Me (to Receptionist): Hi Neha, please send Mr. Vikas inside.

Receptionist: Ma’am, the candidate is no more.

Me (jumping out of my chair): What?? How?? What happened to him? Who took him to hospital? And yes, how do you know he’s dead??

Receptionist: Dead?! No-No, he said he was getting late, so he left.

Me: Shit!! You scared the hell out of me!

Apparently, it was more or less an error at her end, but makes me laugh when I think of it now.

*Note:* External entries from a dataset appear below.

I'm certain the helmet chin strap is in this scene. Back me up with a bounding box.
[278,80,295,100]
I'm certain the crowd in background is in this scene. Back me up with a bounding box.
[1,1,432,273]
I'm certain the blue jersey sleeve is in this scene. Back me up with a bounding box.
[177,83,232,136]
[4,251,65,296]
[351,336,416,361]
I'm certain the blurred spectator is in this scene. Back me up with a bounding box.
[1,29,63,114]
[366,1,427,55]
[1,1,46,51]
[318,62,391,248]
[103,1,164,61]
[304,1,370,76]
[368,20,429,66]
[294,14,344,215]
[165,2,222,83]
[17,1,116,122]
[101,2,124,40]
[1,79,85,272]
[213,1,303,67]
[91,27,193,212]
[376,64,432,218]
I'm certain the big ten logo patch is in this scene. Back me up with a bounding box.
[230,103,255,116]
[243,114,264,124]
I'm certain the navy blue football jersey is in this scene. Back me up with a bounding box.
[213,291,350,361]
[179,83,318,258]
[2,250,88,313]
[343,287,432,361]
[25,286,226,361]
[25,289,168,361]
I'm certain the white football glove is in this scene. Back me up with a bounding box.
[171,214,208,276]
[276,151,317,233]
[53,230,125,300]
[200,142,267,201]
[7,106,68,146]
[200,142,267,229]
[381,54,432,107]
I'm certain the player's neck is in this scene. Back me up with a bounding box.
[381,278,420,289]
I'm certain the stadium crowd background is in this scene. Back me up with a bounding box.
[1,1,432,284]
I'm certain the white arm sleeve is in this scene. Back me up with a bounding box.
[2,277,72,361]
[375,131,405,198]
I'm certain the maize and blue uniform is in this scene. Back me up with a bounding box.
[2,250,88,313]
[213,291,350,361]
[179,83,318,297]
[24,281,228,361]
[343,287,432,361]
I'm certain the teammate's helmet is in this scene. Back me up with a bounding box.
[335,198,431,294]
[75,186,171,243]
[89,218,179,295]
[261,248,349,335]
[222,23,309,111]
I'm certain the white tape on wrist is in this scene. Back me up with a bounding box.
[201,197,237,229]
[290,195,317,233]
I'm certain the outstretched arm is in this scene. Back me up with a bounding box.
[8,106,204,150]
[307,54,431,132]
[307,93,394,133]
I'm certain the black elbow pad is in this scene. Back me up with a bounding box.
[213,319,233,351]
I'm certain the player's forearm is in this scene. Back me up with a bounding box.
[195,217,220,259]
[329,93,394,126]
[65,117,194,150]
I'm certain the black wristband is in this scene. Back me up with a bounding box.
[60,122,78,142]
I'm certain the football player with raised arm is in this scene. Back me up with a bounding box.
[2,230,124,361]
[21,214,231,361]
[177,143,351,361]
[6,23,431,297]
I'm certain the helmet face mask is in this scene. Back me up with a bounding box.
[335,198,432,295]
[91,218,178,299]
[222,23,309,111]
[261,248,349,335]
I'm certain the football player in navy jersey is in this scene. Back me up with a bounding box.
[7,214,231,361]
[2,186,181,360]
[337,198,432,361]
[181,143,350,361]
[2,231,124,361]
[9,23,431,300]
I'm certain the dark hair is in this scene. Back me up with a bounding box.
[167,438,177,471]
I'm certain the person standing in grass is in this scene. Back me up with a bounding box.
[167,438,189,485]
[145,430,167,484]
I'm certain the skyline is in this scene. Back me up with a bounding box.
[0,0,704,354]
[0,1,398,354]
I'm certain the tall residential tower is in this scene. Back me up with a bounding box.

And this one, an *oh shit* moment for me; and an amusing one for the people around who were laughing at me. I could almost hear them say *this girl is nuts*.

Delhi Metro: Announcement *Next Station Is Chandni Chowk*

Me: *Listening to Song-Chandni Raatein*

Uncle: Which is the next Station??

Me: Uncle, “Chandni Raatein“.

Uncle: O.o

Me: *oh no*

People Around: LoL-ing!

All I could do was face away from them, plug the music back in my ears, and pretend that I don’t care.

Few more, these ones on my height!

It seems that, people love to make fun of vertically challenged people.

What infuriates me the most is when people ask me ‘What’s your height?’ and the moment I say, its 5’1”…the expressions that I get from them are more like *we regret the inconvenience caused to you*.

Not funny, trust me!

People fail to understand my *height* issue is as sensitive for me as *weight* issue is for most girls.

Another embarrassing one, for me. Funny for the people around!

My friends and I, in an idle conversation…

Friend 1 (to Friend 2): When did you move to Delhi?

Friend 2: When I was 8, very young!

Me: 🙂

Friend 3 (to Friend2): And short in Height?

Friend 2: Yes!!

Me: 🙂 *enjoying the conversation*

Friend 1 (to Friend 2): How short?

Friend 2: *pointing towards me*­­­ This Short!

Friend 1, 2, 3: *burst out laughing*

Me: O.o :-/ *I Hate you guys*

Now that I literally dislike two of them, the sound of their chuckle in my head, hurts even more!

This one’s the situation I encountered in my office—during the happy hours, i.e. the lunch break.

Me (taking out veggies from my Fried Rice)

Colleague: What’s up?

Me: Separating rice from veggies.

Colleague: What’s your height?

Me:  O.o *get lost*

Colleague: Jo vegetables nahi khaate na, vo height mein chhote reh jaate hain.

Other Colleagues Around: *laughing fit hits them*

Me:  *gets up, picks up the food, and goes back to my work station* and *cribs*

These were few out of many situations which weren’t meant to be funny, but turned out so…ultimately!

But like I say (actually Habib Bourguiba quoted it­ – but I smoothly take the credit for quoting it, every time) ‘Happy is the Person Who Can Laugh at Himself (Herself in this case)’. 😉

P.S. – Laugh at people only if you can laugh at yourself. It is tough, but I’m doing pretty good at it 😛

And yes! I’m hilarious, because I survived all these situations, most of which were embarrassing enough for me to have jumped off the terrace. I’m hilarious, because I’m sharing it here, for readers to secretly make fun of me.